The European Court of Justice’s final decision in Kadi II—Yassin Abdullah Kadi’s challenge in Europe to his designation as an international terrorist financier—has stimulated significant discussion on the relationship between European and international law. Less attention has been paid to the Kadi II’s correlate in U.S. courts, Kadi v. Geithner, decided in the D.C. Circuit. The varying outcomes in these cases create a “transnational split record” that has implications for reform of multilateral counterterrorism sanctions.
This Note considers the impact of Kadi’s legal challenges in the United States and Europe from the perspective of U.S. counterterrorism policy. Part I describes the legal architecture of asset freeze designations in the United States and its relation to terrorist “blacklisting” at the United Nations. Part II compares the European Court of Justice and D.C. Circuit decisions, noting how the U.S. decision preserves unilateral U.S. sanctions enforcement, while the European decision threatens the multilateral enforcement process upon which U.S. counterterrorism policy substantially relies. Part III suggests steps the United States can take to address issues associated with targeted asset freeze sanctions after Kadi II, both under domestic law and internationally.

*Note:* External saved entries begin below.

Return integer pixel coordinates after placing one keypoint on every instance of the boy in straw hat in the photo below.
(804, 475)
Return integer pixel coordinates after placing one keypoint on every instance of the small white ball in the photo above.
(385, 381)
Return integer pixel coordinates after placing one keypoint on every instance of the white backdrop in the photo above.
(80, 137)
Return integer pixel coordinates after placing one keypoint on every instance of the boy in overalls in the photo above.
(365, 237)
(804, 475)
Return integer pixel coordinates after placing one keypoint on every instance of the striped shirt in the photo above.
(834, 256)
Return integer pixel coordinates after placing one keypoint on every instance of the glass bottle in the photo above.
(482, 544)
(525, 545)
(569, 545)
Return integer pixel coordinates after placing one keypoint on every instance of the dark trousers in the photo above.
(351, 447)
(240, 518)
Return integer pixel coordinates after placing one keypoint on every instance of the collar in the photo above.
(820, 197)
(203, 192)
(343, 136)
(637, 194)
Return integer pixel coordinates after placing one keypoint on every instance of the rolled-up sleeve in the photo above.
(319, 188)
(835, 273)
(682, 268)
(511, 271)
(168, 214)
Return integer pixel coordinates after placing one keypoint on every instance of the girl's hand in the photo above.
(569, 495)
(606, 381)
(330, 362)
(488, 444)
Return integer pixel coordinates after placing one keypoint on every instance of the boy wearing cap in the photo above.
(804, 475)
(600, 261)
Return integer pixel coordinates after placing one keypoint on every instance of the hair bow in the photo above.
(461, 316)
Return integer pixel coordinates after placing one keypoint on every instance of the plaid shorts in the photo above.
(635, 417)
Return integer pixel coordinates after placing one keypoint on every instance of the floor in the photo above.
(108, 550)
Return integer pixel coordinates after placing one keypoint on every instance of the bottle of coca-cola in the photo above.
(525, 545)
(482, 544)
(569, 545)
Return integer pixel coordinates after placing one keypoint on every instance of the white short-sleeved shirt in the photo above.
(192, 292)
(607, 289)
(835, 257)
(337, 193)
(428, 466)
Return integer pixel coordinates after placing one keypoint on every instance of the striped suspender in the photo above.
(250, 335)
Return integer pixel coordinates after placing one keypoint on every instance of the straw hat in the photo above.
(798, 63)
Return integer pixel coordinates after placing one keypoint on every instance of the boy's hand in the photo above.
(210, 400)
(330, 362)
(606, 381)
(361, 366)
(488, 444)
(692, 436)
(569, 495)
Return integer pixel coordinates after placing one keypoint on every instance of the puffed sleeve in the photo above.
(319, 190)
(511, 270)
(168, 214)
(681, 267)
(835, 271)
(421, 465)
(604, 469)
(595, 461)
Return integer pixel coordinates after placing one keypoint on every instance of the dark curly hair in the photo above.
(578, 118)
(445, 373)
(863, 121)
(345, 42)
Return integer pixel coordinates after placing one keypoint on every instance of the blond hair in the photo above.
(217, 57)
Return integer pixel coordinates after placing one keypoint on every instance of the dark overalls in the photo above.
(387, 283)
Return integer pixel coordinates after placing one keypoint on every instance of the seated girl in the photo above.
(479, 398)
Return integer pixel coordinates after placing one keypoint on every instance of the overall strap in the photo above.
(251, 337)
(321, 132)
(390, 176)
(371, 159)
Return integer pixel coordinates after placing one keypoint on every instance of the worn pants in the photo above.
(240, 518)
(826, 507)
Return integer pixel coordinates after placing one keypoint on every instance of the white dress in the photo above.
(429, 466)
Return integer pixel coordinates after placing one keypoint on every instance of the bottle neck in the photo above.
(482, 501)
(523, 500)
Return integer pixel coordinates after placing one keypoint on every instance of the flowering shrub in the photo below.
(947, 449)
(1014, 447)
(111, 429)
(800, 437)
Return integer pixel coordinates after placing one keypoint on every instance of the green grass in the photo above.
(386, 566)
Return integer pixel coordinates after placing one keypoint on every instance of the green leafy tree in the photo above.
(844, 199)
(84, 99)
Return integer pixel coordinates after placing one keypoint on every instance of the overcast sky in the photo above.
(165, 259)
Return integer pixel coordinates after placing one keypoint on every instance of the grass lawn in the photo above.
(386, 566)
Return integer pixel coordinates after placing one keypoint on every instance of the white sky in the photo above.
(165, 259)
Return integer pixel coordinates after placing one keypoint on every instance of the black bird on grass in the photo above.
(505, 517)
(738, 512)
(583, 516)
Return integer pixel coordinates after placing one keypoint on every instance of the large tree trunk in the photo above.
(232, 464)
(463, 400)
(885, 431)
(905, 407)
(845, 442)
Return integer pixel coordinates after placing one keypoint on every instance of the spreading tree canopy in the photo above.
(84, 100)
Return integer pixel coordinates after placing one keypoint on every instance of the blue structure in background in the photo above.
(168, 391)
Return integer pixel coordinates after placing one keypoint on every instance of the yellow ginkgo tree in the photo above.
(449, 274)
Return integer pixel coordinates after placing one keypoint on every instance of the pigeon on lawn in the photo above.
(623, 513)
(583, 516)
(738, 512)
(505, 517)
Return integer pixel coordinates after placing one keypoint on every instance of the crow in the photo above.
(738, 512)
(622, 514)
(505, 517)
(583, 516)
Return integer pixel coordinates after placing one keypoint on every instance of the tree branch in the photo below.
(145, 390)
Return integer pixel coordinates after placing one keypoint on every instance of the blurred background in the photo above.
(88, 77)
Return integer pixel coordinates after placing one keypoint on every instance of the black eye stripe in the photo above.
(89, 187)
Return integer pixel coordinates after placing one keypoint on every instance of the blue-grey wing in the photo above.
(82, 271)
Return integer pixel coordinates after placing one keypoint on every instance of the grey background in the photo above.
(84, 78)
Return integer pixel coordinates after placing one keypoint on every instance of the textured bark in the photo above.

Acknowledging the concerns addressed by the European Court of Justice, in future domestic challenges, U.S. administrative law can be better utilized to acknowledge the rights of designees to meaningful judicial review. Internationally, U.S. support for an Implementing Protocol to the International Convention for the Suppression of Financing of Terrorism would ground multilateral obligations in international law and reinforce the legitimacy of the international counterterrorism finance regime.